The .h5 file format is commonly used to store trained models in Keras. It contains the architecture of the model, the weights of the model, the training configuration (loss, optimizer), and the state of the optimizer, allowing to resume training exactly where you left off.

In [31]:
from tensorflow.keras.utils import plot_model

# Plot the model architecture
plot_model(model, to_file='model_plot.png', show_shapes=True, show_layer_names=True)

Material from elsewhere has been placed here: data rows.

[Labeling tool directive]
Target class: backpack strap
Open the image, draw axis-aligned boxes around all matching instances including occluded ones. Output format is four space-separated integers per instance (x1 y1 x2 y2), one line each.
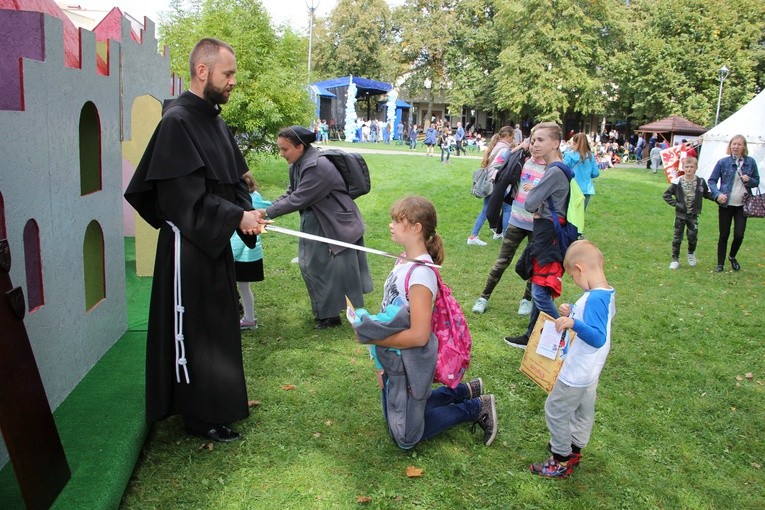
404 262 442 302
547 161 574 221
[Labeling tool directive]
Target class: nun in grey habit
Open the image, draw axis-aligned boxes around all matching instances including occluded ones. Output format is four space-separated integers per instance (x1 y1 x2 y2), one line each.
265 126 372 329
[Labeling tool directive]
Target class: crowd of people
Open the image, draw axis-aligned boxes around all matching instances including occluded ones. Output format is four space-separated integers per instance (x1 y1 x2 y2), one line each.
125 38 759 484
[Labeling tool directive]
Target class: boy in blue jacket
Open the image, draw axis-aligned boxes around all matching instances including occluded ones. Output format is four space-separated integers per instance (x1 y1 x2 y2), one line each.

You must install pydot (`pip install pydot`) for `plot_model` to work.


In [38]:
from tensorflow.keras.models import load_model
from tensorflow.keras.callbacks import EarlyStopping, ModelCheckpoint

additional_epochs = 10


# Load the model
model = load_model('my_model.h5')

# Define early stopping and model checkpointing
early_stopping = EarlyStopping(monitor='val_loss', patience=3)
model_checkpoint = ModelCheckpoint('my_model_best.keras', save_best_only=True)

# Continue training the model
history = model.fit(
    X_train,
    y_train,
    epochs=additional_epochs,  # Define how many additional epochs to train
    validation_data=(X_test, y_test),
    callbacks=[early_stopping, model_checkpoint]
)

# Evaluate the model again
test_loss, test_acc = model.evaluate(X_test, y_test, verbose=2)
print(f"Test accuracy: {test_acc}")

# To calculate the F1 score,  to make predictions and compare  to the true labels
from sklearn.metrics import classification_report

# Make predictions
y_pred = model.predict(X_test)
y_pred_classes = np.argmax(y_pred, axis=1)
y_true = np.argmax(y_test, axis=1)

# Calculate F1 score
report = classification_report(y_true, y_pred_classes, output_dict=True)
f1_score = report['weighted avg']['f1-score']
print(f"F1 Score: {f1_score}")



Epoch 1/10


ValueError: Unknown variable: <KerasVariable shape=(3, 3, 3, 32), dtype=float32, path=sequential_3/conv2d_9/kernel>. This optimizer can only be called for the variables it was originally built with. When working with a new set of variables, you should recreate a new optimizer instance.